Supreme Court Case
Rev. 04/30/10; E-mail Alert 2010-7
On April 21, 2010 the U.S. Supreme Court reversed the opinion of the Second Circuit U.S Court of Appeals, ruling 5-3 that deference should have been given to a plan administrator when dealing with a dispute over a calculation of pension benefits (Conkright v. Frommert, No. 08-810). Justice Sotomayor did not participate in this case since she had been a member of the Second Circuit at the time the case was decided by that court. The decision reinforces the opinion of the Supreme Court that courts should defer to ERISA plan administrators that have discretionary authority to interpret plan provisions. The case also affirms that a “single honest mistake” by a plan’s administrator will not permit a court to deprive a plan administrator of their ability to make future interpretations of the plan.
The case involved Xerox Corporation’s ERISA-covered pension plan (the Plan), current and former plan administrators, and a group of more than 100 Xerox employees and retirees. These workers left Xerox Corp. in the 1980s, received lump-sum distributions from the plan, and were later rehired. Upon rehire these workers began to accrue additional pension plan benefits. A dispute developed due to the method used by the Plan in reducing future retirement benefits by the amount of the workers’ past distributions. The plan’s administrator used a “phantom account method” to take into consideration the hypothetical growth the distributed amounts would have earned had the money remained in the pension plan. Applying an earnings rate to the distributions caused an additional reduction of future retirement benefits. The workers filed a lawsuit in federal court under ERISA to challenge the use of this method.

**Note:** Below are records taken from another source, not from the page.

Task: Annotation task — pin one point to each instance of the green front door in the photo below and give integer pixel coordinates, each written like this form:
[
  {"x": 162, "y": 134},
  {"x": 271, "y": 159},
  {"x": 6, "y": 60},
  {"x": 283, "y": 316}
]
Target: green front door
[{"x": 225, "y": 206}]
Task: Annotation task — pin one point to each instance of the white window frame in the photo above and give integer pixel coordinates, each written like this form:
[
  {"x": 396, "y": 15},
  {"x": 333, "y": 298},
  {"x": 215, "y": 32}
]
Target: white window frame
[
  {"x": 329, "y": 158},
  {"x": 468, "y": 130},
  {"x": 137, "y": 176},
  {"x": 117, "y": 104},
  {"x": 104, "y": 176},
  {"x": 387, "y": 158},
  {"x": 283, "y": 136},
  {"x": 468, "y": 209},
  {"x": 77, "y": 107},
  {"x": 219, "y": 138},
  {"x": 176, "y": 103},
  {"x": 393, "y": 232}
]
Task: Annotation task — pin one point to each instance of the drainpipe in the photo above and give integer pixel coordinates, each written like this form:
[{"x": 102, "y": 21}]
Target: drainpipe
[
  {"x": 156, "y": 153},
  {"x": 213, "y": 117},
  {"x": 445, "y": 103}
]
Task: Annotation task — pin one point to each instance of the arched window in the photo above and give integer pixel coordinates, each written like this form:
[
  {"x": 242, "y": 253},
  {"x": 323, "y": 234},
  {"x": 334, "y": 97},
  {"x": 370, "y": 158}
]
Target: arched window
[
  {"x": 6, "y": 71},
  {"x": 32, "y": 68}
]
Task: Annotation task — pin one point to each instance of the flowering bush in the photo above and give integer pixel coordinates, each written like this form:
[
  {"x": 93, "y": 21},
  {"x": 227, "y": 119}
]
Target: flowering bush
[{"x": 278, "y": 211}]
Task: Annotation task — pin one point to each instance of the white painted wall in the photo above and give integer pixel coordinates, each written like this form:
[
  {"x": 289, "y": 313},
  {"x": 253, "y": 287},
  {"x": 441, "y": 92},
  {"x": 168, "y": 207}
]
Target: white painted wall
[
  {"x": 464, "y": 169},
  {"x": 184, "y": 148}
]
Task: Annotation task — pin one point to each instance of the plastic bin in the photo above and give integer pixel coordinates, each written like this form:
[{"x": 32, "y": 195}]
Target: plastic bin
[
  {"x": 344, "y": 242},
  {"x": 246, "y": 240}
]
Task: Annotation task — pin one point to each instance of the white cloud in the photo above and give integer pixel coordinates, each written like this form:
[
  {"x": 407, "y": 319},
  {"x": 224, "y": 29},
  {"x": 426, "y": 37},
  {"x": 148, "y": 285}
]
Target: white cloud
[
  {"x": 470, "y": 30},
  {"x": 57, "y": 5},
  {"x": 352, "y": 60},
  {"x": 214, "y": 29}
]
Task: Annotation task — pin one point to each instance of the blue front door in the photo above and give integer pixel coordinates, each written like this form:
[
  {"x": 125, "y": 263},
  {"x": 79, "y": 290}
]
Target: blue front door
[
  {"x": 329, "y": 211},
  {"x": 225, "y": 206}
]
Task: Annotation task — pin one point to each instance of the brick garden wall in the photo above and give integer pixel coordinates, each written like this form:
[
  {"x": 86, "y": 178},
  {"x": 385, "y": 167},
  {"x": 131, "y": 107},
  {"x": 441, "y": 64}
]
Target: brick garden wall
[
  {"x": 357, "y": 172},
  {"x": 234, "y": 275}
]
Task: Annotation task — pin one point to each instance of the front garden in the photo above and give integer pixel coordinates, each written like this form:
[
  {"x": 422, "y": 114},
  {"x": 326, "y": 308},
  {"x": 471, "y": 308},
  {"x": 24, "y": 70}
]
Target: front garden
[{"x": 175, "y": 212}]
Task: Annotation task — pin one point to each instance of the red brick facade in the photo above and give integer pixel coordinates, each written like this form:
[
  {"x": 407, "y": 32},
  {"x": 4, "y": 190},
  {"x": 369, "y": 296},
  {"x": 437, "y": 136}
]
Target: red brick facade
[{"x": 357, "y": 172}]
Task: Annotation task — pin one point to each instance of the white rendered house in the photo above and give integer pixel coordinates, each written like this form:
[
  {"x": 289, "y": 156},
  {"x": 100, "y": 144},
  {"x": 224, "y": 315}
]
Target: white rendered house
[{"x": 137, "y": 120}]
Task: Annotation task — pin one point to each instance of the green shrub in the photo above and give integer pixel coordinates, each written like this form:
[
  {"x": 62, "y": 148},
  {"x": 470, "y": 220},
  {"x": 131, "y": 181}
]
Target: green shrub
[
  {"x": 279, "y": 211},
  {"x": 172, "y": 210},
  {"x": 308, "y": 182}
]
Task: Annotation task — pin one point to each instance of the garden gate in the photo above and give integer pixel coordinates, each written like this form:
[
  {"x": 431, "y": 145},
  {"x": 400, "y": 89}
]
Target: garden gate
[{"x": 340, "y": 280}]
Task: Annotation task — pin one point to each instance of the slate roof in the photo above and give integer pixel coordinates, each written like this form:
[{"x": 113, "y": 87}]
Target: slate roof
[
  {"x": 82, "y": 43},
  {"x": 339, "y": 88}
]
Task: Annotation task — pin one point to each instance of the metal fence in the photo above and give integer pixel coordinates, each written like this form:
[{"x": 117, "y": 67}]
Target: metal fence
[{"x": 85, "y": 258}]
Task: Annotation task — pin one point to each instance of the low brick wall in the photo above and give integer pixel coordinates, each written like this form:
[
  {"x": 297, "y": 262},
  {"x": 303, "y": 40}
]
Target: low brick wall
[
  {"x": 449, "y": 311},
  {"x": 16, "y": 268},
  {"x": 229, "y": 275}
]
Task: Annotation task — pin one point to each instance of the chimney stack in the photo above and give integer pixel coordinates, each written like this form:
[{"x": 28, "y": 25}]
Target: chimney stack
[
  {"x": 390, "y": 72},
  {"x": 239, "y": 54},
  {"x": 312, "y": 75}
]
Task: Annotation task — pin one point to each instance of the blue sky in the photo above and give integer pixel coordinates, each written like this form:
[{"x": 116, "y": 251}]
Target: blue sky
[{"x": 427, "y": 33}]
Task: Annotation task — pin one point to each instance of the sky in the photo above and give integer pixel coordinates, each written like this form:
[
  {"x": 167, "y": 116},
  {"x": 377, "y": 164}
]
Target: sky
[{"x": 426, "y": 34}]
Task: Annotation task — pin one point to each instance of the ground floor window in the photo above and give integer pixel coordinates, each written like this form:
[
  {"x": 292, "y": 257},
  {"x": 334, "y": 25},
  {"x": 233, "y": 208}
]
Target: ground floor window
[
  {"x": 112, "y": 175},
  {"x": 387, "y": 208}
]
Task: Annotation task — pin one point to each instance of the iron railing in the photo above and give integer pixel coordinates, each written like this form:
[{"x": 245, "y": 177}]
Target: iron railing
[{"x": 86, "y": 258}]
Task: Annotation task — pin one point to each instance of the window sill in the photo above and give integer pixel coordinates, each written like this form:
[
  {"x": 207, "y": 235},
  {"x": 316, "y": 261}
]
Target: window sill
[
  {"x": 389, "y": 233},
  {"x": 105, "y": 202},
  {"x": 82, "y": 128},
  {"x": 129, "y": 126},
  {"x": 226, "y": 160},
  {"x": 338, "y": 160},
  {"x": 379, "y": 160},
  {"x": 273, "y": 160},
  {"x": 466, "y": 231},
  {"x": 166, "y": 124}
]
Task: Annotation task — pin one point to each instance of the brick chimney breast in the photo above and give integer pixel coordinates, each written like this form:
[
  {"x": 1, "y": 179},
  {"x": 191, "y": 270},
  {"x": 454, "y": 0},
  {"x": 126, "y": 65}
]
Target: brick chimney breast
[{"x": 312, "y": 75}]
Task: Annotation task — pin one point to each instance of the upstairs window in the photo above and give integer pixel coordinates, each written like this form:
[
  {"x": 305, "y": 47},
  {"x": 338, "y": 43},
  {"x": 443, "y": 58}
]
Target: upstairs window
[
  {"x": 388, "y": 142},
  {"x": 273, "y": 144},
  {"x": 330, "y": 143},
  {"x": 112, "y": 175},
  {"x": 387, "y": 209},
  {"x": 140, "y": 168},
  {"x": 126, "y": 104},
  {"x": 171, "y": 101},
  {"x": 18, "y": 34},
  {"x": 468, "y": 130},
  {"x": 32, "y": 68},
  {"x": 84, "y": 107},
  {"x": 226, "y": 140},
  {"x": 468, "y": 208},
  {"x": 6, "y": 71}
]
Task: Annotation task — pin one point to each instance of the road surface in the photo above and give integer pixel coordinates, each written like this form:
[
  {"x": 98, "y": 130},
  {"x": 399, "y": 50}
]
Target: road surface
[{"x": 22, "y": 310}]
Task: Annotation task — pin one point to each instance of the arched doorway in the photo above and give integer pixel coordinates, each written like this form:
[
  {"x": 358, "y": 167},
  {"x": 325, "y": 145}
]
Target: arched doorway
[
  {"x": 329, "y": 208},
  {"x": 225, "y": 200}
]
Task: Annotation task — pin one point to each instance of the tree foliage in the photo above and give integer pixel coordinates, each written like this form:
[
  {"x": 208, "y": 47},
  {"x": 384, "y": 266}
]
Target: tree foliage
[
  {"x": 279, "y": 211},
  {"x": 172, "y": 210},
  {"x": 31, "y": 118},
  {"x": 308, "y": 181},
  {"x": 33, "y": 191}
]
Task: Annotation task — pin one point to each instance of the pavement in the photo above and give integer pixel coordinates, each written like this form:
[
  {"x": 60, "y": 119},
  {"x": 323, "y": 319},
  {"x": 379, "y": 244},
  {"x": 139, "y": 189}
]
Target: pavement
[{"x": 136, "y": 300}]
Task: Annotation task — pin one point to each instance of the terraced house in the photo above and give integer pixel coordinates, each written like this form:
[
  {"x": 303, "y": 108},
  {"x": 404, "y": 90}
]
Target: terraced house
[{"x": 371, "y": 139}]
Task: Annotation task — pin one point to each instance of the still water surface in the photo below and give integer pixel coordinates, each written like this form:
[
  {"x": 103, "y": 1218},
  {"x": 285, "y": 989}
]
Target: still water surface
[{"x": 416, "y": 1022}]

Initially, the U.S. District Court for the Western District of New York ruled in favor of the Plan, applying a deferential standard of review to the plan’s administrator. On appeal, the 2nd U.S. Circuit Court of Appeals ruled the administrator’s interpretation of the plan for calculating the hypothetical growth was unreasonable. The circuit court remanded the case back to the district court to correct the plan error. After hearing a new proposed calculation method by the plan’s administrator and a recommendation by the workers to not adjust the prior distributed amounts for any earnings, the district court sided with the workers’ approach. The circuit court affirmed the decision, finding the district court correctly denied applying deference because the administrator previously abused its discretionary interpretation of the plan.
In rejecting the decision of the circuit court, Chief Justice John Roberts cited prior cases (Firestone Tire & Rubber Co. v. Bruch, Metropolitan Life Ins. Co. v. Glenn), which support deference to an administrator who has discretionary authority. The outcome of this case is a positive one for plan sponsors and administrators. Although future interpretations of a plan provision by an administrator may, and surely will, be challenged, this decision reinforces the administrator’s ability to develop an alternative remedy, even when their initial approach is rejected. While this clearly supports the powers of a discretionary plan administrator’s interpretation, it also appears to limit how far plan participants can go in disputing these decisions.